“行,小舅,知道了,再有啥事儿你再给我打电话。”
“想着点儿,过年必须回家!”
“我知道了。”
俩人把电话一撂,咱再回头说国庆这边。
国庆转头就把张红岩和张涛都找了过来,俩人一进屋,国庆抬头瞅了他俩一眼:“这两天干啥去了?”
张涛随口答道:“没啥事儿啊,刚从秦皇岛回来,咋滴了,大哥,有事儿啊?”
国庆点了根烟,缓缓说道:“那啥,刚才红林给我打电话了。”
张涛一愣:“红林?谁啊,赵三儿啊?他打电话干啥?”
“对,就是赵三儿。说你们在秦皇岛整回来那批钢材的事儿,我当时正喝酒呢,听得乱七八糟,他说话还有点大舌头,我也没太听明白。”
张涛皱起眉:“不是,啥意思啊?你直说。”
“那啥,赵三儿说,收你们钢材那个老板,叫李堂的,是他兄弟左洪武的亲舅,大概就是这么个关系。他说这事儿不大不小的,差不多就得了。要么你们把钢材拉回来,要么就让李堂接着卖,赵三儿说了,钱肯定差不了,啥时候卖完,就按当时说的价格给你们结。他还说,他来担保,差一分账算他的。这低头不见抬头见的,咱这么多年关系了,再说你们也都是长春本地的,天天在一起玩,给个面子,拉倒得了。”

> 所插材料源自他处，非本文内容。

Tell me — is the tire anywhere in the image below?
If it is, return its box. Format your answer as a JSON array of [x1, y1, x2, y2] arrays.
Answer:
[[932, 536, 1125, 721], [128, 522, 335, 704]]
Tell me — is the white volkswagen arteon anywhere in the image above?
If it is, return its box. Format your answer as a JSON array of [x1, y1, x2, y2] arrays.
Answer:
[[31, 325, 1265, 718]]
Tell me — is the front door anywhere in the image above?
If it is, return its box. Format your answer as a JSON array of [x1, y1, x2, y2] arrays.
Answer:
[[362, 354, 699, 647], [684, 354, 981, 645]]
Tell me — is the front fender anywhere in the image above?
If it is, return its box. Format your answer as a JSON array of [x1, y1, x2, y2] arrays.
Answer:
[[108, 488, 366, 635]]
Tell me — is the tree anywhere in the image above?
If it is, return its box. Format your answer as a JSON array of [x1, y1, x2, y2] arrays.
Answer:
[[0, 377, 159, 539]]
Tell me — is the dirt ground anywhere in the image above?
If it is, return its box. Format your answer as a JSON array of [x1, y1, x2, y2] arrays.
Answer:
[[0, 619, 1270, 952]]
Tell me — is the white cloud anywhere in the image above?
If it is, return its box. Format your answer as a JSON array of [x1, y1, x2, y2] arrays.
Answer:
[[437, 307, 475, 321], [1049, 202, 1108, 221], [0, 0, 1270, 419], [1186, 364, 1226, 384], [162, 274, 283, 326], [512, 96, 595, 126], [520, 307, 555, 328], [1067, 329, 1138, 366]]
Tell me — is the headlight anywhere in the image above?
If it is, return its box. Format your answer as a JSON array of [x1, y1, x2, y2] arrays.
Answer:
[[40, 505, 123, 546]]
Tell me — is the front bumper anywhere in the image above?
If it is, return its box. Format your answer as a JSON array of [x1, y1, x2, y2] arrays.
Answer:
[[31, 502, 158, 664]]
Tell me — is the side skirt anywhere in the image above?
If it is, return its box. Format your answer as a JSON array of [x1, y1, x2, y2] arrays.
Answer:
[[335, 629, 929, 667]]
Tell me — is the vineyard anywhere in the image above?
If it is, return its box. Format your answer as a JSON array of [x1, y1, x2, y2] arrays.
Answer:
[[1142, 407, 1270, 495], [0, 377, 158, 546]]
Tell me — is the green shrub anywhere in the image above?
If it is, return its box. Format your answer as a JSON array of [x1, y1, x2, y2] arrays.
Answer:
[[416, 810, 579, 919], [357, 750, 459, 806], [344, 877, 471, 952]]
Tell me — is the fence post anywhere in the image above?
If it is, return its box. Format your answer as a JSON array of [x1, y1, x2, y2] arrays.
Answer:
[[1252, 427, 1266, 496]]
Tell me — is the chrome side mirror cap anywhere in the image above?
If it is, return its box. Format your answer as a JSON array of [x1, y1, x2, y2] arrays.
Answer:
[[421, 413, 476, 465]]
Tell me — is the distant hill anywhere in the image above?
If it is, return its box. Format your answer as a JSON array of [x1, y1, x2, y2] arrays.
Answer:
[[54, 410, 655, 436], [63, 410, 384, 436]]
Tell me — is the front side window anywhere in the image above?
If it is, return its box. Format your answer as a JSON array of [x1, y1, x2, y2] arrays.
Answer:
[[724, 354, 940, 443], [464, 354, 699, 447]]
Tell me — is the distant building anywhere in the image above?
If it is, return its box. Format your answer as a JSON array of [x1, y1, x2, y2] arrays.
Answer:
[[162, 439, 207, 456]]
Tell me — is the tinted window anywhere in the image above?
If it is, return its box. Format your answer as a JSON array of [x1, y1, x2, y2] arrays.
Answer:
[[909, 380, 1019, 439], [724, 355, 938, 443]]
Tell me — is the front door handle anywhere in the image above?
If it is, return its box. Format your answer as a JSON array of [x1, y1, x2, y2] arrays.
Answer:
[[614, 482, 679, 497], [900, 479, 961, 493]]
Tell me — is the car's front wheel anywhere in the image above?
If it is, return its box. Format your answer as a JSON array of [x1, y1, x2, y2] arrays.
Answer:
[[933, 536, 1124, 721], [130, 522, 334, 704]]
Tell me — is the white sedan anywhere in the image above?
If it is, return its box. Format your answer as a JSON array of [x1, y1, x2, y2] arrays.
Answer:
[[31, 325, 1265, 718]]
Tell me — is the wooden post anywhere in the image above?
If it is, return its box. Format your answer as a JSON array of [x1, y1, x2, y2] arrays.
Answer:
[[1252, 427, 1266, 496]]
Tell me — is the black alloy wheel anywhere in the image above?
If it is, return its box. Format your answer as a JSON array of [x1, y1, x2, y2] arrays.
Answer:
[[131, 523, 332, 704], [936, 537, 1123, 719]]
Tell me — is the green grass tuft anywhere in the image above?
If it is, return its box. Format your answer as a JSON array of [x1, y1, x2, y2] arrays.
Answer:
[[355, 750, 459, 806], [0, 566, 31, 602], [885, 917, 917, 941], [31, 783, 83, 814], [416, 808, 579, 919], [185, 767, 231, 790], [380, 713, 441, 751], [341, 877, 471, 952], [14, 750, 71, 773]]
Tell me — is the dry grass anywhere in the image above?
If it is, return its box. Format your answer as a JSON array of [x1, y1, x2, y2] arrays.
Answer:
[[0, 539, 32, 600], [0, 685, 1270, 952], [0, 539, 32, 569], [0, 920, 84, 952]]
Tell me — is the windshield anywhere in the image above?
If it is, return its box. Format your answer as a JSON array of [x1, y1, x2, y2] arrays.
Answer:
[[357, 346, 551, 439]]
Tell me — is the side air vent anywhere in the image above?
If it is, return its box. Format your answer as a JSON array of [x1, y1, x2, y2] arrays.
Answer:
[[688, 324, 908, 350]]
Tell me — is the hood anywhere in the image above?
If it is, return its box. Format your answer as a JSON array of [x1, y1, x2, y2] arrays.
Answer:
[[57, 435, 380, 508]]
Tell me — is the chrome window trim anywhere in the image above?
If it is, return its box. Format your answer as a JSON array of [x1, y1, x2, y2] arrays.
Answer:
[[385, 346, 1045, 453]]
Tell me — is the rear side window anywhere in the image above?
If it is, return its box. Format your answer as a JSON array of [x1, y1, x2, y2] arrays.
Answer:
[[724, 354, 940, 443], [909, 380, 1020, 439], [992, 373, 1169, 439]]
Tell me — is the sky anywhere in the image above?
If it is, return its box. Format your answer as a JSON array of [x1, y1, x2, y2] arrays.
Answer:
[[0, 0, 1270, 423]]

这话一说完,张涛转头瞅了一眼张红岩,张红岩就淡淡说了一句:“我不管。”
张涛立马接过话头:“这么滴,大哥,这事儿你别管了。”
国庆一愣:“啥意思啊,涛子?”
“我没啥别的意思。大哥,赵三儿他啥意思啊?这里边的事儿他明白不?咱那货拉过去,没几天就掉价了,一下子少两万多块钱,咋滴,我和红岩跟他闹着玩呢?”
国庆一听,也有点懵:“不是,咋还赔上钱了呢?”
“那可不咋地,哥,你不知道这里边的事儿,你就别参与了。再说了,赵三儿这是没拿咱俩当人啊!这么大的事儿,他不给咱俩打电话,反倒找你压我俩,啥意思啊?”
国庆连忙解释:“不是这个意思吧,他可能是觉得跟我走得近,好说话。”
张涛直接怼了回去:“净扯!还走得近,我们天天见面,要说近,肯定跟咱们近!他就是装大、装犊子!大哥,这事儿你别管了!”
张涛这一说,国庆当场就挺尴尬,杵在那儿不知道说啥好,只能劝道:“那行,小涛,小岩,我不管。但这事儿尽量往好了办,都是长春玩社会的,别因为这点破事儿,最后撕破脸皮。”
张涛脖子一梗,满不在乎:“操,撕破脸皮咋滴?他敢吗?还跟咱撕破脸皮?吹牛逼呢!这事儿我必须给他整服!”
说完,张涛跟张红岩对视一眼,俩人啥也没再多说,转身直接从屋里走了出去。